É oportuno lembrar a célebre lição de Hart: um determinado jogo só é esse jogo por causa de suas regras e da maneira como elas são observadas na prática. Sem essas regras, aquilo que está sendo jogado vira um outro jogo qualquer. O brilhante cartunista Bill Watterson, criador da célebre tira de quadrinhos “Calvin and Hobbes”, ilustrava seus personagens frequentemente jogando “Calvinball”, um esporte anárquico no qual a única regra era a inexistência de regras previamente estabelecidas. Todas as regras do “Calvinball” eram estabelecidas unilateralmente pelos próprios jogadores, em tempo real, em proveito próprio, no meio de cada lance do jogo. Essa prática torna o “Calvinball”, de longe, o esporte mais absolutamente democrático do mundo – e, por isso mesmo, o suprassumo da arbitrariedade aleatória, na qual o jogo se torna impossível de ser jogado e, em última instância, se converte em uma permanente guerra histérica de construções retóricas oportunistas que visam a prejudicar o adversário de forma descarada.

O conceito contemporâneo de democracia é indissociável do liberalismo político e filosófico, bem como do humanismo. Se nos preocuparmos apenas com o atendimento imediato e instantâneo das vontades circunstanciais da maioria e com uma mentalidade “pragmática” de “eficácia” para maximização de aspectos materiais, criaremos um casamento entre liberalismo econômico exacerbado e reduziremos o elemento povo à condição de mera multidão manipulável, controlada pelo estímulo aos seus sentimentos mais baixos e rasos.
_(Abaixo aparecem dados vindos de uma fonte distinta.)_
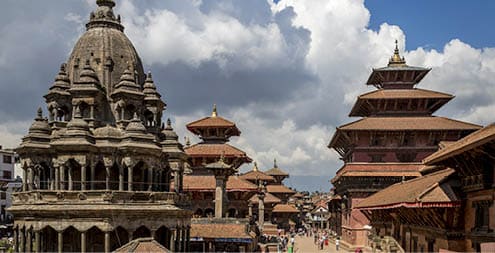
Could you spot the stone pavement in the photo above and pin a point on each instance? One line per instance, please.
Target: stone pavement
(305, 244)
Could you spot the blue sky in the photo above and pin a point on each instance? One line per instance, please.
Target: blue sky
(431, 24)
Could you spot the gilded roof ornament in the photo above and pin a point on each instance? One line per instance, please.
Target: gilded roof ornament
(396, 59)
(214, 112)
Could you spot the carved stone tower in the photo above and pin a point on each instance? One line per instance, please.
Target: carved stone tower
(97, 171)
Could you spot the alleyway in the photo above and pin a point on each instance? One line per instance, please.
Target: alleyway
(305, 244)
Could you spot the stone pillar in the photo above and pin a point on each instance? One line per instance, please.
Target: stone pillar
(24, 179)
(30, 178)
(83, 242)
(62, 177)
(150, 179)
(83, 178)
(172, 239)
(57, 177)
(219, 196)
(37, 241)
(129, 179)
(261, 211)
(22, 242)
(16, 239)
(121, 178)
(60, 241)
(107, 241)
(107, 177)
(29, 240)
(69, 172)
(92, 176)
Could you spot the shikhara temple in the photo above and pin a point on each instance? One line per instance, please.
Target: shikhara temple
(103, 173)
(387, 145)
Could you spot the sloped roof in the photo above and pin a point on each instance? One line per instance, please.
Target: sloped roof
(278, 189)
(256, 175)
(217, 230)
(207, 183)
(269, 199)
(378, 170)
(476, 139)
(404, 93)
(142, 245)
(214, 150)
(284, 208)
(276, 171)
(408, 123)
(425, 191)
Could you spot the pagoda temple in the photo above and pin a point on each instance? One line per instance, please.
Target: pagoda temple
(397, 130)
(221, 220)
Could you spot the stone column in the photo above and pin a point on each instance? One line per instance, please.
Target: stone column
(83, 178)
(57, 177)
(92, 176)
(16, 239)
(261, 211)
(60, 241)
(219, 195)
(29, 241)
(69, 172)
(24, 179)
(150, 179)
(121, 178)
(62, 177)
(83, 242)
(129, 179)
(22, 242)
(37, 241)
(30, 178)
(172, 239)
(107, 241)
(107, 177)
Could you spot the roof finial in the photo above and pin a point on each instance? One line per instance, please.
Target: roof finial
(255, 168)
(39, 113)
(396, 60)
(109, 3)
(214, 113)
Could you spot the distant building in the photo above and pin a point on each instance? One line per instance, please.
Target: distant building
(397, 130)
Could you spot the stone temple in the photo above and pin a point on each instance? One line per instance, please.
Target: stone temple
(98, 169)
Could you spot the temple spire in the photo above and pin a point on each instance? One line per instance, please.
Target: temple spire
(396, 59)
(214, 112)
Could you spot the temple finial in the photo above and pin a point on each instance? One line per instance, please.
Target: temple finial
(214, 112)
(109, 3)
(396, 60)
(39, 113)
(255, 168)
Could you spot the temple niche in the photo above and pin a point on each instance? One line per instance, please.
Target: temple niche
(97, 170)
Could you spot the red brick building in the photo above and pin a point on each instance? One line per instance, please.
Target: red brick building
(397, 130)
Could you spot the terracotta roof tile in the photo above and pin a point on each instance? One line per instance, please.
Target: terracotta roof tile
(269, 199)
(284, 208)
(254, 175)
(219, 231)
(214, 150)
(274, 188)
(143, 245)
(428, 190)
(207, 183)
(404, 93)
(476, 139)
(408, 123)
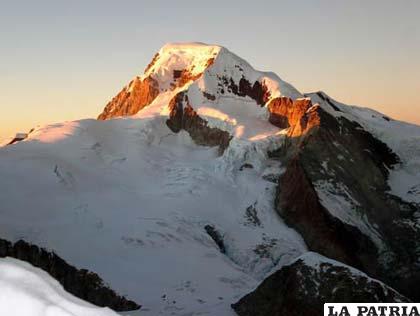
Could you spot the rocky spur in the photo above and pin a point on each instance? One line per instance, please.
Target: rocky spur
(372, 309)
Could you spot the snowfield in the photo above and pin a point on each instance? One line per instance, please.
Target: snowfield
(29, 291)
(131, 200)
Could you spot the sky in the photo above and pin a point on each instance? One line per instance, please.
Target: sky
(64, 60)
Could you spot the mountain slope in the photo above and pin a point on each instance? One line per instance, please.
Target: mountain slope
(203, 176)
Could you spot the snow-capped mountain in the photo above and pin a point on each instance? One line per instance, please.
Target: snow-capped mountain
(203, 176)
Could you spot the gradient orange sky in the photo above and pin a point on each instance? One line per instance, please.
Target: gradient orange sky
(63, 61)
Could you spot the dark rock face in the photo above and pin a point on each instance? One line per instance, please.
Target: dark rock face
(183, 117)
(285, 112)
(257, 91)
(81, 283)
(334, 150)
(142, 93)
(301, 289)
(216, 236)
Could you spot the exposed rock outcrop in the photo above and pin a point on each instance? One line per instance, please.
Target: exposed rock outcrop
(18, 138)
(334, 192)
(183, 117)
(131, 99)
(82, 283)
(257, 91)
(302, 288)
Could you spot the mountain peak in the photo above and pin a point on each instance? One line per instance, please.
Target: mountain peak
(213, 70)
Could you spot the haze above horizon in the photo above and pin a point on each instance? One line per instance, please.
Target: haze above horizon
(64, 61)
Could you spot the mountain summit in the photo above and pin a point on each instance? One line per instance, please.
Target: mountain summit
(204, 180)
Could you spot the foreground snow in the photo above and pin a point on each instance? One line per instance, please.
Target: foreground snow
(28, 291)
(130, 200)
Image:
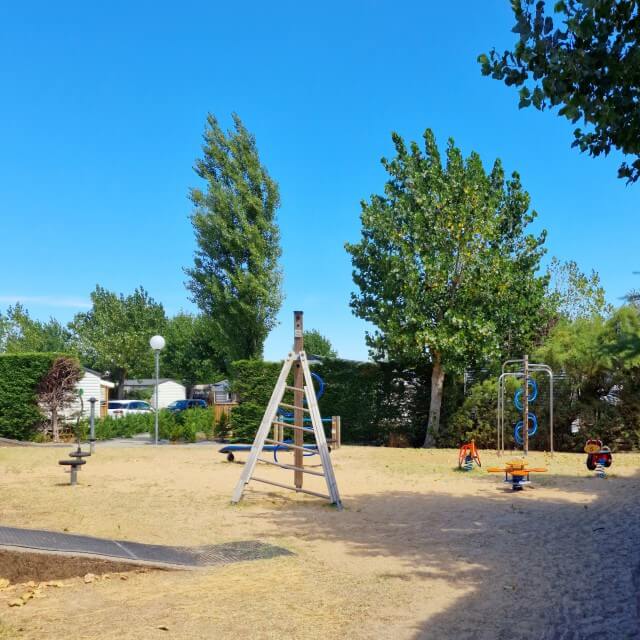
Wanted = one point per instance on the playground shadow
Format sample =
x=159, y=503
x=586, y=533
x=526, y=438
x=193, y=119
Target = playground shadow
x=518, y=564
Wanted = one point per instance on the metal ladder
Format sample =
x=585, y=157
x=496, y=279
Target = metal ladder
x=271, y=418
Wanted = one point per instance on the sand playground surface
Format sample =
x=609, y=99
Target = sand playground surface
x=421, y=550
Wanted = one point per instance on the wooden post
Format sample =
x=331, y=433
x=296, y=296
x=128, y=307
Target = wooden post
x=525, y=405
x=298, y=397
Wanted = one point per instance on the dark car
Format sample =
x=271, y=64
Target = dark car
x=183, y=405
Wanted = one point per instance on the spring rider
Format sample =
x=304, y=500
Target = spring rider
x=598, y=457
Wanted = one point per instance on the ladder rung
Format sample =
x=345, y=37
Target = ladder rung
x=291, y=467
x=288, y=486
x=293, y=426
x=293, y=406
x=286, y=445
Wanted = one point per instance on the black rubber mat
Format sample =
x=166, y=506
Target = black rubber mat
x=137, y=552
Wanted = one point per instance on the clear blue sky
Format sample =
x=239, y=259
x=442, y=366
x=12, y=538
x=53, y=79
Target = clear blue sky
x=103, y=108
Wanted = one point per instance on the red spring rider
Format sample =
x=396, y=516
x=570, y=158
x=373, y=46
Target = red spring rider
x=598, y=456
x=467, y=455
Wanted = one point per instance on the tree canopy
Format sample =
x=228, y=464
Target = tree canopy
x=315, y=343
x=445, y=269
x=574, y=294
x=191, y=355
x=589, y=68
x=20, y=333
x=114, y=334
x=235, y=279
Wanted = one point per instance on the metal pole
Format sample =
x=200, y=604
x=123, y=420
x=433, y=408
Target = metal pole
x=551, y=409
x=298, y=396
x=92, y=425
x=525, y=406
x=157, y=354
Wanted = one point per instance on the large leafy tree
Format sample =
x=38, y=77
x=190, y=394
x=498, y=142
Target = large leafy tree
x=114, y=334
x=574, y=294
x=20, y=333
x=589, y=67
x=235, y=279
x=191, y=355
x=444, y=267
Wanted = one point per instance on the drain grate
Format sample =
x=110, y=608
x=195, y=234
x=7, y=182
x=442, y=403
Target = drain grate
x=210, y=555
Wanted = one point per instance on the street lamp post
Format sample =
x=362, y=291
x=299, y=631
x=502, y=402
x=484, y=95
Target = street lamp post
x=157, y=344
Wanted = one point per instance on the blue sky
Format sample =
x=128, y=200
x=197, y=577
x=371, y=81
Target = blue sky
x=103, y=109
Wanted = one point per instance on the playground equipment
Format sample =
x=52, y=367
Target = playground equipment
x=521, y=400
x=516, y=473
x=278, y=431
x=599, y=457
x=76, y=456
x=467, y=455
x=302, y=390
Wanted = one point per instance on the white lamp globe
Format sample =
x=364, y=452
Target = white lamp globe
x=157, y=343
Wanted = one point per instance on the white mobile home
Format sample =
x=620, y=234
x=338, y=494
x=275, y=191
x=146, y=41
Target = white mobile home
x=92, y=385
x=168, y=390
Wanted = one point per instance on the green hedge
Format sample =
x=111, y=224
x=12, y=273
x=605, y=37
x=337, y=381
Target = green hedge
x=182, y=426
x=20, y=375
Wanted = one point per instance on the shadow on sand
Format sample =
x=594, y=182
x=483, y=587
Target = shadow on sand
x=557, y=563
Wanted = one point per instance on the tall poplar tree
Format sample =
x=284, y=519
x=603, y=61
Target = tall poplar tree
x=445, y=269
x=235, y=279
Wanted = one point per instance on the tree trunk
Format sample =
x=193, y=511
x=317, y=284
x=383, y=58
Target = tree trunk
x=120, y=385
x=437, y=383
x=54, y=425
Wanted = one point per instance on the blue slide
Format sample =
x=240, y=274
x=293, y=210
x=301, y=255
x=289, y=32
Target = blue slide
x=285, y=416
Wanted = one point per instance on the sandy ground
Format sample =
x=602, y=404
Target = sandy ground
x=421, y=551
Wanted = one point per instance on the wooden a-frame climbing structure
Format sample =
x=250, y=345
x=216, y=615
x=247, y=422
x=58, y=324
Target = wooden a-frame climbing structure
x=304, y=402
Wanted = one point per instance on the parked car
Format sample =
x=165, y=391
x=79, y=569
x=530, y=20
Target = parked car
x=119, y=408
x=183, y=405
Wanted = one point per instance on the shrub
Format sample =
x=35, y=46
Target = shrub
x=184, y=425
x=20, y=375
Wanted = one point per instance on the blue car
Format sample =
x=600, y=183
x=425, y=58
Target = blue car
x=183, y=405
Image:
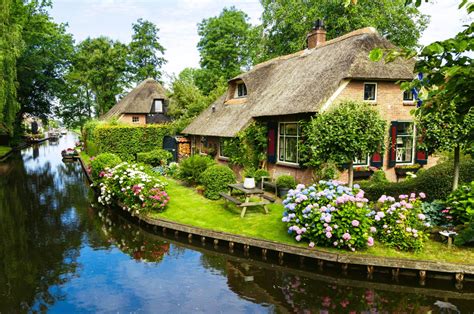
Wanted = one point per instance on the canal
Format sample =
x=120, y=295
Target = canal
x=62, y=253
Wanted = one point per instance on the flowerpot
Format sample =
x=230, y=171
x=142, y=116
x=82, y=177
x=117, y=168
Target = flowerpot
x=282, y=192
x=249, y=183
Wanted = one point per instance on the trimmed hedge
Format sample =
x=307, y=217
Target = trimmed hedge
x=436, y=182
x=215, y=180
x=128, y=140
x=155, y=157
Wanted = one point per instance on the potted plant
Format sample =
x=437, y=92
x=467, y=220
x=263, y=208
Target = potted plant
x=402, y=171
x=284, y=184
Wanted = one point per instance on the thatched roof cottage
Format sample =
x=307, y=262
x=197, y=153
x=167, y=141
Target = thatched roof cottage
x=282, y=91
x=147, y=103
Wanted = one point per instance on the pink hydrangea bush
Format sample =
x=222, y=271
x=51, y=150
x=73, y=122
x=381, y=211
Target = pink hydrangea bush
x=136, y=190
x=400, y=223
x=329, y=214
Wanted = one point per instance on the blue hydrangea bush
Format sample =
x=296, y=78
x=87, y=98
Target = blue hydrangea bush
x=401, y=223
x=329, y=214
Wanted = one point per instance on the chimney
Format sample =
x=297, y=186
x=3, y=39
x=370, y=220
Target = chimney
x=317, y=36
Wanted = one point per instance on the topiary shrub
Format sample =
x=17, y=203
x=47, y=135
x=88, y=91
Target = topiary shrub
x=191, y=168
x=155, y=157
x=328, y=214
x=286, y=181
x=215, y=180
x=436, y=182
x=102, y=161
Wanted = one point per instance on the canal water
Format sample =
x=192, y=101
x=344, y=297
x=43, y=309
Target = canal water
x=61, y=253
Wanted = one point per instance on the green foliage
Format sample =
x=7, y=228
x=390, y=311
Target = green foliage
x=286, y=181
x=287, y=22
x=155, y=157
x=215, y=180
x=436, y=182
x=191, y=168
x=144, y=50
x=400, y=224
x=102, y=161
x=461, y=204
x=127, y=140
x=248, y=148
x=223, y=47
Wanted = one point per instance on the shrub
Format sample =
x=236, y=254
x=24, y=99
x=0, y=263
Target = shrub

Alguns parecem enxergar como “novidade” o casamento de um ultraliberalismo econômico, pragmático e “de resultados”, com uma política autoritária divorciada do liberalismo político e filosófico. Alguns parecem enxergar nisso uma “evolução” do neoliberalismo. A meu ver, é um erro crasso. É preciso lembrar que, antes da abertura chinesa, antes de Reagan e antes de Thatcher, a primeiríssima experiência do neoliberalismo do último meio século foi precisamente o Chile de Pinochet: uma experiência que casava fechamento político com abertura econômica. Autoritarismo político de mãos dadas com o liberalismo econômico. O resultado foi bastante eficiente em ambas as searas. Esta é a gênese do neoliberalismo contemporâneo. Não há nada de “novo”, muito menos de desejável, em retornar a esse modelo.